It is supposed that the nonpolar groups of EVA copolymers co-crystallize with waxes, and then, the subsequent wax molecules cannot align in the same manner with the crystal lattice, yielding an overall distorted morphology. This underlying behavior theoretically suppresses the interaction between wax crystals, postponing the trace of wax crystals in crude oil.[37−40] Interestingly, the WAT of samples doped with EVA/SiO2 nanohybrids decreases by 0.5–1.5 °C, implying that the introduction of SiO2 nanoparticles into EVA copolymers further restrains the deposition of waxes. In our previous report, we found that SiO2 nanoparticles tend to adsorb asphaltenes in model oil.[6] It is hypothesized that SiO2 nanoparticles in the EVA/SiO2 nanohybrids can also adsorb asphaltenes in crude oil, thus inhibiting the formation of wax crystals. In addition, EVA has been adsorbed onto the nanoparticles first, and so, it is in a well-dispersed state with an extremely high specific surface area. Therefore, the introduction of SiO2 nanoparticles greatly boosts the efficiency of EVA.
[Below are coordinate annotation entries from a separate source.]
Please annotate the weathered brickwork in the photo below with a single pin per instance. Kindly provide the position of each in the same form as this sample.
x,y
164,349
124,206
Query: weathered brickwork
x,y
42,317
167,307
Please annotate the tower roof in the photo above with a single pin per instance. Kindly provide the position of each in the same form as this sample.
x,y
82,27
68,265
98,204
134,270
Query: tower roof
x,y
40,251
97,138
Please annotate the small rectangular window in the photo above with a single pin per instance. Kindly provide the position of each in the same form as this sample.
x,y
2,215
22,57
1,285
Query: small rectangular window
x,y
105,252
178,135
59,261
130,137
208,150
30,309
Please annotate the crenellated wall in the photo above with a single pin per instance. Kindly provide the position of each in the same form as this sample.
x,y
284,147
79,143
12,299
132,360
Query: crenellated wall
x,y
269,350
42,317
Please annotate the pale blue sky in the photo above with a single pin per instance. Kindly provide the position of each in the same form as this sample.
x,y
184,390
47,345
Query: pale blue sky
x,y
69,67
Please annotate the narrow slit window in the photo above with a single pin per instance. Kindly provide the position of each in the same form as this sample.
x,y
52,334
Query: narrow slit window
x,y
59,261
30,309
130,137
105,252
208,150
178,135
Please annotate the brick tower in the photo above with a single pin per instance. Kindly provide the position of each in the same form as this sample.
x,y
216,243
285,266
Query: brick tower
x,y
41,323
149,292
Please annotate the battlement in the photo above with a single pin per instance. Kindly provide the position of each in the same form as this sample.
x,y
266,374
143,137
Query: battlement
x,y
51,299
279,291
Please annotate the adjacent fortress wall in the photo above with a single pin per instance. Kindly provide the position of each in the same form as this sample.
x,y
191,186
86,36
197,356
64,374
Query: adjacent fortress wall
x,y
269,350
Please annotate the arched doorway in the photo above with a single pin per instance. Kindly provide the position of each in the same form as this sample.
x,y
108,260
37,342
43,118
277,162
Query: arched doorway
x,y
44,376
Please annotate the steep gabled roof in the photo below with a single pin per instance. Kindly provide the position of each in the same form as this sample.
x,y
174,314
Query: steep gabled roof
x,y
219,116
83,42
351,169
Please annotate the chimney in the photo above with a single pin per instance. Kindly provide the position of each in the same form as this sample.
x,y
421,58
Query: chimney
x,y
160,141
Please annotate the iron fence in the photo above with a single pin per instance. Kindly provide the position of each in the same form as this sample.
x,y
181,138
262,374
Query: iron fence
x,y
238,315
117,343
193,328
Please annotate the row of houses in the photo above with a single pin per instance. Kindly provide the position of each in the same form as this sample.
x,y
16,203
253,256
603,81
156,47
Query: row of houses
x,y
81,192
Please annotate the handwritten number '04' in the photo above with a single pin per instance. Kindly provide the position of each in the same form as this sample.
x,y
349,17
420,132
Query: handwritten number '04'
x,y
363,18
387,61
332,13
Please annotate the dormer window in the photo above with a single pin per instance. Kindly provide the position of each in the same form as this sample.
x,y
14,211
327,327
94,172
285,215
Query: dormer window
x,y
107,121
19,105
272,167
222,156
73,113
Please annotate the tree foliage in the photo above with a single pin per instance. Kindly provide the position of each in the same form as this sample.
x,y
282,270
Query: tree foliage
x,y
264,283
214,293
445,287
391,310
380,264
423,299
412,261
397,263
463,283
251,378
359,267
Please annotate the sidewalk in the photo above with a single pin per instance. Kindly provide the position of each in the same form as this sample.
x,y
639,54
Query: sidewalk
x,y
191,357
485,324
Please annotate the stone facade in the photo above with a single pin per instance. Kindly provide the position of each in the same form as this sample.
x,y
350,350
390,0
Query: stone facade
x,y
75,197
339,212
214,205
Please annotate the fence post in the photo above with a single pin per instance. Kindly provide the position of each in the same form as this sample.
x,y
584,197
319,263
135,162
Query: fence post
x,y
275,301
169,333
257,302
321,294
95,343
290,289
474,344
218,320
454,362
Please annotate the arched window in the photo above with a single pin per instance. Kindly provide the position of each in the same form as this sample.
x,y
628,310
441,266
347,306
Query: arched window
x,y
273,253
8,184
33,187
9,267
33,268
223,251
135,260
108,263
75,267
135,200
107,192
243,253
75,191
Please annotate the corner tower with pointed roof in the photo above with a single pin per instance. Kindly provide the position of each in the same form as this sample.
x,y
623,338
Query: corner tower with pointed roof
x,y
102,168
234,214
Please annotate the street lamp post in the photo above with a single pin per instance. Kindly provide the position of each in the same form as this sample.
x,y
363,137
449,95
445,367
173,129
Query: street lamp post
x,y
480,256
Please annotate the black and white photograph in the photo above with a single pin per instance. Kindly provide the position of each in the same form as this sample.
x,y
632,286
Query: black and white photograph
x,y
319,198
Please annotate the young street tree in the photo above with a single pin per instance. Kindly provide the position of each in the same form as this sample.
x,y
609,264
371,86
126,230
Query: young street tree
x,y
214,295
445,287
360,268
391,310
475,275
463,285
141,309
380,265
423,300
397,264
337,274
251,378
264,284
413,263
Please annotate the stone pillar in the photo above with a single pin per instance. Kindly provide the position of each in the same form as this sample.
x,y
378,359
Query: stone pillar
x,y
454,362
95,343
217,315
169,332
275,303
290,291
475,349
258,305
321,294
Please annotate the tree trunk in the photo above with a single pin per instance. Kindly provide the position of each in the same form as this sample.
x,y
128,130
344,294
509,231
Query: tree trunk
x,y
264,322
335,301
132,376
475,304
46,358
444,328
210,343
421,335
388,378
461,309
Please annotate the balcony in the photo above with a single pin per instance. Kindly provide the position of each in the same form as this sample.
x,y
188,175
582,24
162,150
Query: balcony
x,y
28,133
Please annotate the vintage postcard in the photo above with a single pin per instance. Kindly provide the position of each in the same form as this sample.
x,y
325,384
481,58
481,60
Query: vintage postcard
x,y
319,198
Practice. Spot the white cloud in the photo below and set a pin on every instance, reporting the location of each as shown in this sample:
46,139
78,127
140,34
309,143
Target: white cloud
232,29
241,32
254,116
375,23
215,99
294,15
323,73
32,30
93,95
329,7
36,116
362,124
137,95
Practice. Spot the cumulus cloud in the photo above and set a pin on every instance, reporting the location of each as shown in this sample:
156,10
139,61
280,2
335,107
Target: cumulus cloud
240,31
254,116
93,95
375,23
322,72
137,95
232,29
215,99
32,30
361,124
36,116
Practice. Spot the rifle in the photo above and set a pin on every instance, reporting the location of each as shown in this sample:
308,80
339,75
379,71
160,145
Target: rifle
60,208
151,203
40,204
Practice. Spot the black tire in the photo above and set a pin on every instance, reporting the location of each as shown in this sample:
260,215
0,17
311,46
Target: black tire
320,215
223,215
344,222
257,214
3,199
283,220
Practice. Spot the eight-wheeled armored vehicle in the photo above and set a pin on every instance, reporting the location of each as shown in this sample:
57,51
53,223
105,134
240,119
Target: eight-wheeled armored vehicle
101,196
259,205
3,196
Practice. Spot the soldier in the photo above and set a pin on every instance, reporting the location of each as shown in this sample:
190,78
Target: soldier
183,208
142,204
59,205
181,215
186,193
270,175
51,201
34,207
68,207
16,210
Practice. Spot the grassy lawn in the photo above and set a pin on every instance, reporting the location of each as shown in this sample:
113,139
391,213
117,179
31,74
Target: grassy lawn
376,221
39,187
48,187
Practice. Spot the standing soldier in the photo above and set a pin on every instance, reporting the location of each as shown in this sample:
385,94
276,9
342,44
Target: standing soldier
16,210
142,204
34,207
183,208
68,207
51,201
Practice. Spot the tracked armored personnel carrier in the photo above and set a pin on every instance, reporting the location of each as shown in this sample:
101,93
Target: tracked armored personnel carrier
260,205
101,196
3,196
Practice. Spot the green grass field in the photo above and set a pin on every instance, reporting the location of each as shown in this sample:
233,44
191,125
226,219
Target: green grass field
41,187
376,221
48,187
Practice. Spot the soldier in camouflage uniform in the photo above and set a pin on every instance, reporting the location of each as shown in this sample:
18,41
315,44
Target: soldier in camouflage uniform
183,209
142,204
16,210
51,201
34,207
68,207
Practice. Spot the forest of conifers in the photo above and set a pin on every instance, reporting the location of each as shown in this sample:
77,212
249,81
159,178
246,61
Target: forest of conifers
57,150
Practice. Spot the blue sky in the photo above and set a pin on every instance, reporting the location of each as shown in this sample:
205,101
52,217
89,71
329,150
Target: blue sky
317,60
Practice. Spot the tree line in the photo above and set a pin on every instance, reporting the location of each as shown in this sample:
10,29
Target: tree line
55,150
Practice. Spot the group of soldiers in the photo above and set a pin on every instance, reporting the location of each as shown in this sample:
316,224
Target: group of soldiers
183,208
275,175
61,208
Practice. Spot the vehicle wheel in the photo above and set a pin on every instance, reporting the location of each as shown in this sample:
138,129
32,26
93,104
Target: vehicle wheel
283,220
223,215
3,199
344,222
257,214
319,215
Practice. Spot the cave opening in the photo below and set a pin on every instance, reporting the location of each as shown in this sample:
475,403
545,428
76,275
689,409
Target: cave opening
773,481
As an efficient means to characterize the crystallization behavior of wax with a temperature variation, thermo XRD was used to monitor the crystallization of wax during temperature changes. Figure a,b shows the XRD pattern of undoped crude oil and crude oil doped with EVA with the change in temperature, and the diffraction peaks 6.04, 21.19, and 23.55° that appeared at 45 °C suggest that both start to crystallize between 55 and 45 °C.

Figure 4

Thermo XRD diffraction patterns of crude oil samples (a) undoped, (b) doped with 0.02 wt % EVA, (c) doped with nanohybrids (SiO2 content is 0.04‰), and (d) their comparison at 25 °C.
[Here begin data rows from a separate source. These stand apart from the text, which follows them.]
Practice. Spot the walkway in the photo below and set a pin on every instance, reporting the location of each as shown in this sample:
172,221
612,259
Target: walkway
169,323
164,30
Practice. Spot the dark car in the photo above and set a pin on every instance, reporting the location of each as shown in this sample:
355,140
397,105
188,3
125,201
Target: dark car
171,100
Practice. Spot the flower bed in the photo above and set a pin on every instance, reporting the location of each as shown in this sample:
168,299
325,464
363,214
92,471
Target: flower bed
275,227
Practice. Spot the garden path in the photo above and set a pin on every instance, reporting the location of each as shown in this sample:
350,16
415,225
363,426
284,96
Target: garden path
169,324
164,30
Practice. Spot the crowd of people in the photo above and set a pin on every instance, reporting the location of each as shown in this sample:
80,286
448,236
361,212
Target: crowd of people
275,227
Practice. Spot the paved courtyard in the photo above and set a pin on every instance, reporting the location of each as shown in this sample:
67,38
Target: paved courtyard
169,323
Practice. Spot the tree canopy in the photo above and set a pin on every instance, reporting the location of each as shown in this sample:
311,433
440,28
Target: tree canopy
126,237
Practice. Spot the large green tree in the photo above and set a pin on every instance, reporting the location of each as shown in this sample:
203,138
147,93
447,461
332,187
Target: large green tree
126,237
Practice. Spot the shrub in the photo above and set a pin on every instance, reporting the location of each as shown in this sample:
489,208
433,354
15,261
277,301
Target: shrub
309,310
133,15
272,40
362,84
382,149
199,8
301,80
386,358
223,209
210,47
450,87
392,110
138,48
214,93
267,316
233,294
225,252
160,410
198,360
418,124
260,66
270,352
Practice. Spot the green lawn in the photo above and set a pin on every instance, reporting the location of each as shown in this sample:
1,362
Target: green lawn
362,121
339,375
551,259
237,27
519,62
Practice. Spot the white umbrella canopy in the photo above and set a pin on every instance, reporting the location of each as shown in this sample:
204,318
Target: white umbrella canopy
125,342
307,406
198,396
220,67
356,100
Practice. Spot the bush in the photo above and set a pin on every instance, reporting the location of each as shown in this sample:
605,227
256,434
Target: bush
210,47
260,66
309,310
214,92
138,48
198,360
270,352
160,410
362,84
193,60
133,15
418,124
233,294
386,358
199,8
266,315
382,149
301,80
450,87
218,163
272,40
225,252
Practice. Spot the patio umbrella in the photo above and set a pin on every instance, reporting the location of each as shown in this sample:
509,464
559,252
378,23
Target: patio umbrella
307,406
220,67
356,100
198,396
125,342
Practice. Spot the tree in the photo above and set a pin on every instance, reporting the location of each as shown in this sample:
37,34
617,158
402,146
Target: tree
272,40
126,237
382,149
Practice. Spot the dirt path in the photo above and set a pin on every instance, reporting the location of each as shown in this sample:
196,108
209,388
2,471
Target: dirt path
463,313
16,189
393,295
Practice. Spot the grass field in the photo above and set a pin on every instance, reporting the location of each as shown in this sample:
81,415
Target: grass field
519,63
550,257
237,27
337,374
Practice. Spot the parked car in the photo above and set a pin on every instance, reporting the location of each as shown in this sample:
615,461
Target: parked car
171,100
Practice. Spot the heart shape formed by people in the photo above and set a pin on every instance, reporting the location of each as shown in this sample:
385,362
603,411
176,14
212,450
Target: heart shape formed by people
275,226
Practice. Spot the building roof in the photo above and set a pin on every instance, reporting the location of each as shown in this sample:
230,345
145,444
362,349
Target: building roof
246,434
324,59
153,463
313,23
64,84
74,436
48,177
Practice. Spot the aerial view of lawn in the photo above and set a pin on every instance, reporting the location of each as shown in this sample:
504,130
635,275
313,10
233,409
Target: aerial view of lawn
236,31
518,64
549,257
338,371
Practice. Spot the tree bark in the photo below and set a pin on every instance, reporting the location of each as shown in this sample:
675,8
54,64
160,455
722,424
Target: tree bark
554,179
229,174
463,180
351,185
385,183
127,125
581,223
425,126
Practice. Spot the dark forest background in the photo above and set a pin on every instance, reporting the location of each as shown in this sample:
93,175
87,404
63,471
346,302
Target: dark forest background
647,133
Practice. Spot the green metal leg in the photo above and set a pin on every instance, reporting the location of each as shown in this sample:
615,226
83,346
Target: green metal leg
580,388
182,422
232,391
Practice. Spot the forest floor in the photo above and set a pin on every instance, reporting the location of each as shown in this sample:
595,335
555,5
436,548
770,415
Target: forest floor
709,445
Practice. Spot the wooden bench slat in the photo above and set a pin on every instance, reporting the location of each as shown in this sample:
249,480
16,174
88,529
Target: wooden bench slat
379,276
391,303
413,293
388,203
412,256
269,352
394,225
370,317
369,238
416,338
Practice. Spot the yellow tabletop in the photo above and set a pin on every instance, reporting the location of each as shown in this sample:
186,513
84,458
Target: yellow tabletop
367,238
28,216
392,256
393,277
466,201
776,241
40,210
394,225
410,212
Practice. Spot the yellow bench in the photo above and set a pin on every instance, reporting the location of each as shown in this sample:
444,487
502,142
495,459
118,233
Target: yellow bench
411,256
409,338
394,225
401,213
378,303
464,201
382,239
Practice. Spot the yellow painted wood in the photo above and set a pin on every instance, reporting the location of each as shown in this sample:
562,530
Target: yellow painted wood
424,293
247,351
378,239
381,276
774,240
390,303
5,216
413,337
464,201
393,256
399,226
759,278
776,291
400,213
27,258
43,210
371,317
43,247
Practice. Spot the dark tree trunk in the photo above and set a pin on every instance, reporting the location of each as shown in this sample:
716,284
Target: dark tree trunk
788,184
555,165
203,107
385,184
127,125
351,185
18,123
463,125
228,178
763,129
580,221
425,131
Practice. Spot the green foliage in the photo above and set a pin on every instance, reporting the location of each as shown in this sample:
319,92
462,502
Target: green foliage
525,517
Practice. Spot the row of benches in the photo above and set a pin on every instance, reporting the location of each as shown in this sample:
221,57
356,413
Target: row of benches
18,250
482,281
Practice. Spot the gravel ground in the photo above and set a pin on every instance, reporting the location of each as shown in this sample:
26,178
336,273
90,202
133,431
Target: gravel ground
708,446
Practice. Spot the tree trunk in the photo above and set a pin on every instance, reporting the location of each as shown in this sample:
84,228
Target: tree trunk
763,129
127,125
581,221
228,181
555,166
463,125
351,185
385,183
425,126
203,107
However, crude oil doped with EVA/SiO2 nanohybrids (Figure c) does not show these diffraction peaks until 35 °C, implying that crude oil doped with nanohybrids begins to crystallize between 45 and 35 °C. These results demonstrate that nanohybrids inhibit the appearance of wax crystals, so that the crystallization peaks appear at a lower temperature, which is in line with DSC findings. The diffraction peaks at 6.1° (006), 21.3° (110), and 23.5° (200) imply that the wax crystals of these samples belong to the orthorhombic system.[19,20,41] Further comparison of the intensity of crude oil doped with EVA and EVA/SiO2 nanohybrids at 25 °C is shown in Figure d, and the effect of EVA and EVA/SiO2 nanohybrids on the crystallization parameters of crude oil is analyzed below.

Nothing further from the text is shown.